What is the stock difference in percent of the AFV between front and rear cylinders? I know this will be rough, but am mostly interested at idle, mid and full.

Also, my other ride's ECU has a memory, it remembers how I ride. Is the Vulcan ECU the same?

This looks like it a fun toy. Is it worth it?

Any responses will be appreciated.
 

·
Premium Member
Joined
·
1,130 Posts
Since this thread seems to have run it's course> Don't want to jack it. But I do have some questions on the PCV.

When setting your AFV's did you use a percentage value to rewrite the map or did you write your own, by seat of the pants?

What is the stock difference in percent of the AFV between front and rear cylinders? I know this will be rough, but am mostly interested at idle, mid and full.

Also, my other ride's ECU has a memory, it remembers how I ride. Is the Vulcan ECU the same?

This looks like it a fun toy. Is it worth it?

Any responses will be appreciated.
First let me say that every bike of the same model runs a little different. Then there's the aftermarket goodies you add to increase performance. Also what was removed from the OEM package like the secondary throttle plates. At the end of the day the maps that are available for download from DynoJet will bring you close to the performance package you are seeking. The best way to go about obtaining the maximum from your equipment is having it dyno'd by a shop that has a DynoJet dynomometer. Second best may be the AutoTune module that DynoJet sells. I'm waiting for mine and want to see how it performs before I pass judgment. Third is by the seat of the pants. I found with the mods I made, i.e. Cobra Speedster Slashdowns, Barons air package and removing the secondary throttle plates that my lower end and some of the mid-range was running lean. I just started changing the cell values richer until I "felt" a power curve that seemed linear. Now I'm checking my gas mileage to see how much that's suffered. There's always a trade off. There's really no way knowing what the factory did in programing the ECU for front vs. rear cylinders. The PCV only adds or subtracts fuel from an existing program. A dyno test would be the only way to fine tune front vs. rear for max. power. My PCIII on another bike was adjustable in that way but I must admit I've just recently installed the PCV on my Vulcan so don't know all the features yet. As far as I can tell the ECU on the Vulcan is not a closed loop system (except for the European version) and thus has no idea how the bike is ridden. Even the European version can only adjust the AFR for stoichiometric values while the engine is running at a steady RPM for an extended period of time. I hope this answers some of your questions.
 

·
Premium Member
Joined
·
104 Posts
Sojourner.

The only program that I am familiar with is ECMspy. Some different terms AFVvsAFR but it must be similar, though from your description of PCV the ECMspy is more advanced. This program strongly suggests you burn a copy of your stock maps to a disc or stick, just in case. For me anyway, on my other ride, the stock program is the base line.

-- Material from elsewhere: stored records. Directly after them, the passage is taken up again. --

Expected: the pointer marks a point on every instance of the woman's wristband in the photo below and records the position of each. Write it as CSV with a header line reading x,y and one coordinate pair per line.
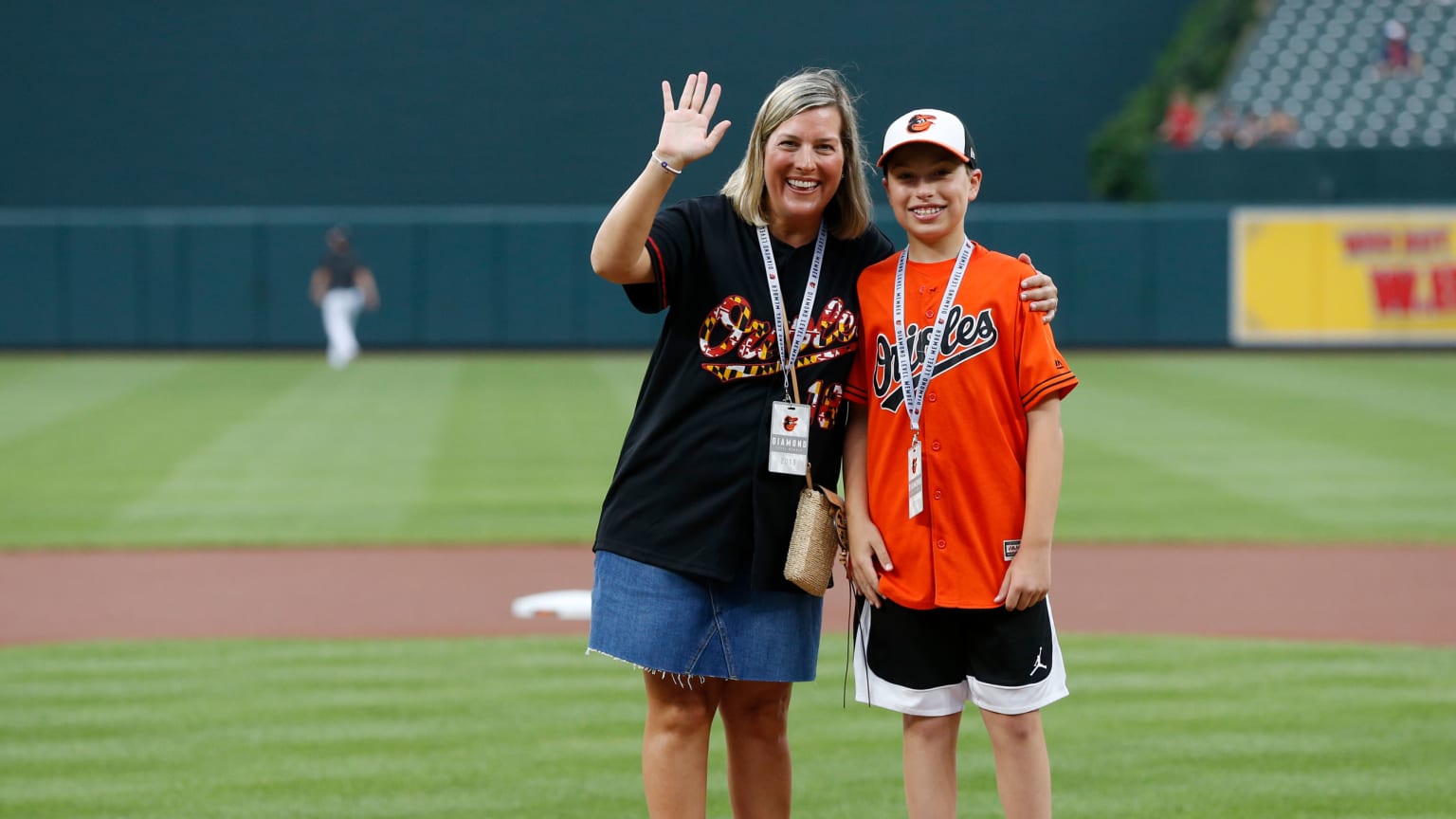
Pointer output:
x,y
665,167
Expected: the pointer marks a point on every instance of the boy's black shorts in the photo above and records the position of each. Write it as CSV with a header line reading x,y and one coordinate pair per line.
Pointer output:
x,y
931,662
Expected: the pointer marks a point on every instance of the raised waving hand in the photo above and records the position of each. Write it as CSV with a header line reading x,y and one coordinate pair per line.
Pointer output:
x,y
687,132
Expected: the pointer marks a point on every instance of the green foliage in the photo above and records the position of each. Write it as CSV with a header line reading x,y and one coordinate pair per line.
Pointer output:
x,y
1197,59
201,450
532,727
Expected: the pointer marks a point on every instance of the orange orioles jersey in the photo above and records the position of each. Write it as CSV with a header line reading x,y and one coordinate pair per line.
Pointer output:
x,y
996,362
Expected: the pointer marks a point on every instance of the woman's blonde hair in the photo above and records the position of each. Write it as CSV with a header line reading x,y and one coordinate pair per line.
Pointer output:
x,y
849,211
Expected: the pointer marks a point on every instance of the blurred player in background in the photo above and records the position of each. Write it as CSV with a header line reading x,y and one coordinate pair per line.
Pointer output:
x,y
341,287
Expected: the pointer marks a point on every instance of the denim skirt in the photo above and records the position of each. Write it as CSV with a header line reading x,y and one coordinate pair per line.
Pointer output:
x,y
681,626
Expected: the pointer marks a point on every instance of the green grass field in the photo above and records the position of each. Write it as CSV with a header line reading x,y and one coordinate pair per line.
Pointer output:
x,y
111,450
204,450
532,727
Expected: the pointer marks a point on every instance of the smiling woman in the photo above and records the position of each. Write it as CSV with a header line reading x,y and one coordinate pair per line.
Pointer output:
x,y
695,528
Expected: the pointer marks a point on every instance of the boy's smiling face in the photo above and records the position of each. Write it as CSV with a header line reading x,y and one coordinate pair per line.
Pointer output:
x,y
929,190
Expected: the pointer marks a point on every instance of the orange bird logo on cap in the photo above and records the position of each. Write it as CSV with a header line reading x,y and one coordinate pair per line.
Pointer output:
x,y
920,122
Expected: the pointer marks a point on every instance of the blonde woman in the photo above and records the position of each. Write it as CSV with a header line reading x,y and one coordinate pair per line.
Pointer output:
x,y
689,554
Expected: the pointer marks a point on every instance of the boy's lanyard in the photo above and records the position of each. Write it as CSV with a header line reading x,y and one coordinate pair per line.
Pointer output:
x,y
790,422
913,388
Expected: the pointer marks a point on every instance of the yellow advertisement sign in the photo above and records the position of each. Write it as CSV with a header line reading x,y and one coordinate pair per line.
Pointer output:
x,y
1374,276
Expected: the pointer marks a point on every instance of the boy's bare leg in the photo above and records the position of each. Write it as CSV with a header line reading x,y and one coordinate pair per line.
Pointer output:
x,y
1023,768
929,765
755,726
674,745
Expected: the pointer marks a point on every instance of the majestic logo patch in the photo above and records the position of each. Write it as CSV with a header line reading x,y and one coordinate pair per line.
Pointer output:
x,y
920,122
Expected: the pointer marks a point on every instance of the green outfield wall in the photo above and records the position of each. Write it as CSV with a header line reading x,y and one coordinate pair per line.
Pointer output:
x,y
504,102
481,277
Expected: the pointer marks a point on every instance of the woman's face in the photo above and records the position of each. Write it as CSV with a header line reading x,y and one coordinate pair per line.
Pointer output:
x,y
803,167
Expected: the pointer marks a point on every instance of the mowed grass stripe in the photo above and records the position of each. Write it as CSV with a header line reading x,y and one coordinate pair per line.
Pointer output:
x,y
1155,727
533,441
65,482
44,391
336,456
520,447
1301,463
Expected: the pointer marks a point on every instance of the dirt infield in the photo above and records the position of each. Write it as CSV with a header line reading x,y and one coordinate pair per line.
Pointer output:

On the Vulcan I am not looking for HP, only to richen it up from the EPA standard, to remove the baby farts and to see if the rear cylinder can be cooled down a little.

The stoichiometric ratio between the front and rear cylinders is different at least on HD products with the rear running much richer and on the Buell as much as 2-3% richer. I was wondering if the Vulcan is the same, because the rear does run cooler with the water vs. air.